As I said in radio remarks on Fox Sports: "You are listening to a legend tell you she is stepping down." The story I quickly wrote for InsideTennessee can be read here: Pat Summitt steps down as coach.
It stated: "The date of April 18, 2012, will go down as a momentous one in Lady Vols history because Summitt, the likes of which the game will never see again - a coach who started her career at the age of 22 while teaching classes at Tennessee and working on her master's degree - made official what had been anticipated."
Summitt changed the game. Under her stewardship, television became a major partner, attendance increased, and coaches' salaries skied into six and seven figures. And yet the more famous she and her program became, the more grounded she stayed.
Reporters had her cell and home phone numbers - and she answered them or called back as soon as she could. She opened practice and handled media interviews after each session, even doing separate stand-ups so the three local television stations would have their own one-on-one interviews.
If radio showed up, she did another interview. Then, she talked to the print and Internet media. She especially enjoyed the student reporters from the campus newspaper. They often were somewhat in awe standing next to her and would stammer out a question. She would smile, compliment the question and answer in full.
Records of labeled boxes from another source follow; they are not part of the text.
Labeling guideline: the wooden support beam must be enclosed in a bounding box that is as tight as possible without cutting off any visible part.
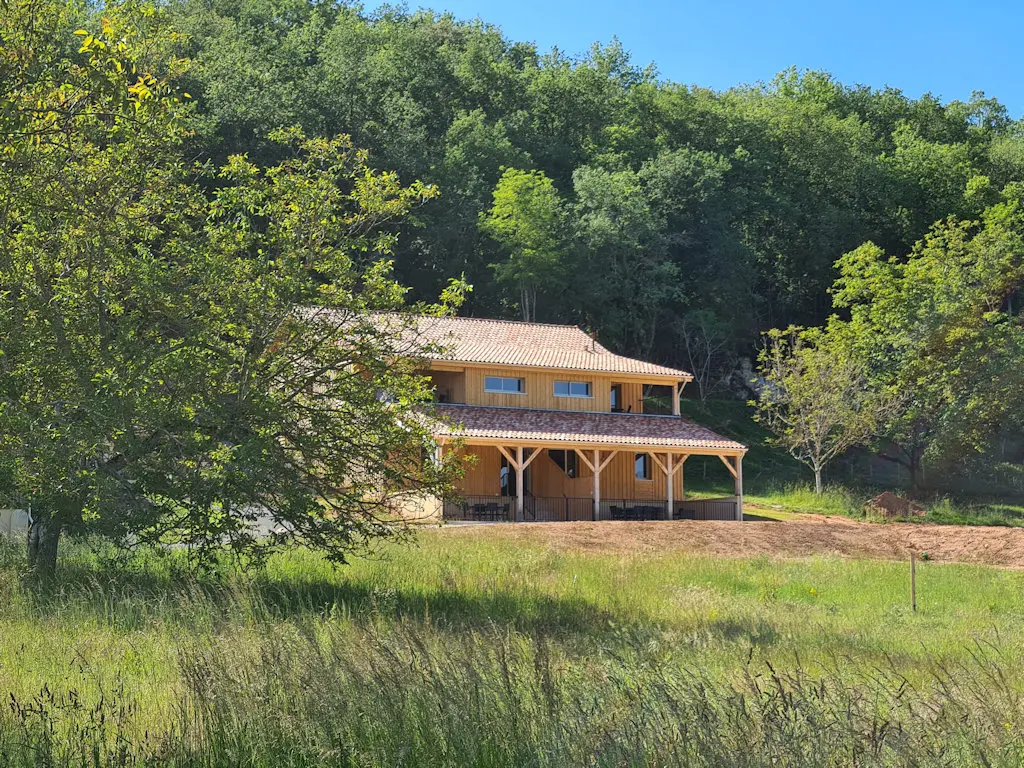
[495,445,517,469]
[522,449,542,469]
[718,454,736,477]
[572,449,597,472]
[650,454,672,474]
[735,456,743,520]
[515,445,525,522]
[594,451,618,472]
[665,454,679,520]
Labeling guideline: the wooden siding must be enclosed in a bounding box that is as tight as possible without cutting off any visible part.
[424,371,466,402]
[611,379,643,414]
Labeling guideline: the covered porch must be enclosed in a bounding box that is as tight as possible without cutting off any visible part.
[428,406,745,522]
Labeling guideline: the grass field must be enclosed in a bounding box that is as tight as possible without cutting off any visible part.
[6,530,1024,766]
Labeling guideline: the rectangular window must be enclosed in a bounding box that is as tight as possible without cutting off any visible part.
[555,381,591,397]
[633,454,650,480]
[548,449,580,477]
[483,376,526,394]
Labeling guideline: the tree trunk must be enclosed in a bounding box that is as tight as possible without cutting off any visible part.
[907,445,923,497]
[29,512,60,579]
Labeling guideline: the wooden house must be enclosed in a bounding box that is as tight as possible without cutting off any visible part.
[418,317,746,521]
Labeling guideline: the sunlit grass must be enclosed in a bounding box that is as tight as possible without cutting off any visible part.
[0,529,1024,766]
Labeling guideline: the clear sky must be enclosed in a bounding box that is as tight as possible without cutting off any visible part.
[376,0,1024,118]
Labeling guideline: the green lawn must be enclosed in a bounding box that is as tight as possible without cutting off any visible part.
[0,530,1024,766]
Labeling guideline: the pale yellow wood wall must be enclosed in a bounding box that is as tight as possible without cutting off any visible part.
[424,366,659,414]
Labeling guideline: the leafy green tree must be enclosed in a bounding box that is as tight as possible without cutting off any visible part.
[571,167,681,356]
[829,195,1024,489]
[0,0,460,574]
[480,168,564,321]
[752,327,894,496]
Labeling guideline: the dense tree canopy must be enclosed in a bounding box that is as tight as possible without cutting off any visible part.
[6,0,1024,518]
[144,0,1024,366]
[0,1,459,572]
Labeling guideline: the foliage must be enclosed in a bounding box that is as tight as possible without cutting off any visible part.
[480,168,563,321]
[153,0,1024,365]
[0,3,460,572]
[752,327,896,495]
[828,195,1024,486]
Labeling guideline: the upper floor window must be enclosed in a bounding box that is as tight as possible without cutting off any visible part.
[611,384,623,414]
[633,454,650,480]
[483,376,526,394]
[555,381,592,397]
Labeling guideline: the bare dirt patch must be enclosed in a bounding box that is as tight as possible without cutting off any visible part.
[447,509,1024,568]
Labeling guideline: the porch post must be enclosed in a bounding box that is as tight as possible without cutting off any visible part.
[735,454,743,520]
[665,454,676,520]
[515,445,525,522]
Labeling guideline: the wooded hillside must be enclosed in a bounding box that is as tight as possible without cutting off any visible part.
[161,0,1024,379]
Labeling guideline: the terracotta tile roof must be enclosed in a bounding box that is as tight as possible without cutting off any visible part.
[409,317,692,380]
[432,403,746,451]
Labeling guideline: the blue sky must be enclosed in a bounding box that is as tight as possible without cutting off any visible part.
[369,0,1024,117]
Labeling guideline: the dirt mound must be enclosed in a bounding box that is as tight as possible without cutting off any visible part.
[864,490,925,518]
[442,506,1024,568]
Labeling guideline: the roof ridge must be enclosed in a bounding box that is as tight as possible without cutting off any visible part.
[420,314,600,331]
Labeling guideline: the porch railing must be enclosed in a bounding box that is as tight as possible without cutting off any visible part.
[601,499,669,520]
[443,496,736,522]
[443,496,515,522]
[523,496,594,522]
[673,496,736,520]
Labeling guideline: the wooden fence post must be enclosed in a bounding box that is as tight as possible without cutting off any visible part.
[910,548,918,613]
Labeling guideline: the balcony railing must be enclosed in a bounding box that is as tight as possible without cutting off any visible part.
[673,496,736,520]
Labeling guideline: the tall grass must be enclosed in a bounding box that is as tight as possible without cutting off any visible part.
[6,531,1024,767]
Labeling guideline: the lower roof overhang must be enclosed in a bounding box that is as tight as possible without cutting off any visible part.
[430,403,746,456]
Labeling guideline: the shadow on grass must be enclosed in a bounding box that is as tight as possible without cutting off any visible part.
[25,559,626,635]
[743,510,781,522]
[27,559,790,645]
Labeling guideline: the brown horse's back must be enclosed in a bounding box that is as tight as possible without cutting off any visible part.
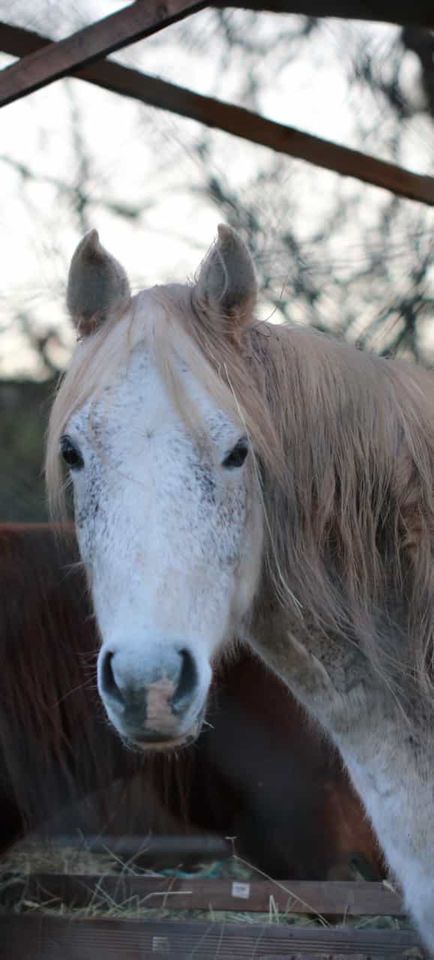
[0,525,379,879]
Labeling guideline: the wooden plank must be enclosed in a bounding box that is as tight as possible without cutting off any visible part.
[217,0,434,28]
[0,914,424,960]
[0,23,434,206]
[0,0,205,106]
[1,873,405,918]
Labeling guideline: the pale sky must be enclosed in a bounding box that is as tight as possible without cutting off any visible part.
[0,0,434,375]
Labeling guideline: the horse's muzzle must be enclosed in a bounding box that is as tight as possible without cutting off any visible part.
[98,647,203,749]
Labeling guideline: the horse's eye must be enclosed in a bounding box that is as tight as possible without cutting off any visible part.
[60,434,84,470]
[222,437,249,469]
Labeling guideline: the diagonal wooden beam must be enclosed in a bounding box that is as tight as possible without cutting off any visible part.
[0,0,206,107]
[0,23,434,206]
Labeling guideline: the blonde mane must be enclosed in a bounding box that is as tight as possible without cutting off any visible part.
[46,285,434,698]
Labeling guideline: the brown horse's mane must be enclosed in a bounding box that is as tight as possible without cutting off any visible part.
[47,285,434,697]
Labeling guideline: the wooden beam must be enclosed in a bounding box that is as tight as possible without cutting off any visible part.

Summitt never dodged a question, but she never took the bait, either. She refused to engage in a dogfight, as it were. That extended to how Summitt recruited. She didn't cheat, and she didn't run down other programs or coaches, even though she knew it was being done to her.
Notre Dame Coach Muffet McGraw correctly noted at the 2014 Women's Final Four that a certain level of civility in the game exited with Summitt: "I think all women's coaches really respect her and looked up to her, because they knew when she spoke, it was about what was good for the women's game. She role-modeled how to be gracious in victory, as well as defeat. She was such a classy coach and, unfortunately, the game and sportsmanship lost a lot when we lost her."
The 2015 women's championship game, a rematch of UConn vs. Notre Dame, was one of the least-watched on ESPN in the last 20 years. The return of Tennessee to the Final Four - the Lady Vols' last appearance was in 2008, marking Summitt's eighth and final national title - would help considerably. Tennessee has a national following, and the orange-and-white flock to the Final Four.
Tennessee Coach Holly Warlick has vowed to continue Summitt's legacy and that extends to recruiting. So far, so good. Warlick and her staff have recruited well and are poised for championship runs with the returning players and recruits due to arrive.
Summitt's legacy class of Cierra Burdick, Isabelle Harrison and Ariel Massengale, all were drafted this week into the WNBA. They were freshmen during Summitt's final season and are the last three to play for the iconic coach.
Harrison went to Phoenix as the final pick of the first round and would have gone much higher if not for a knee injury. Los Angeles selected Burdick as the second pick in the second round, and Atlanta took Massengale in the third round.
It was an appropriate ending for the trio, and I tweeted: "Developed, drafted and graduated."
The game misses Summitt. And it always will. The greatest legacy would be for all coaches to follow Summitt's example and do things the right way.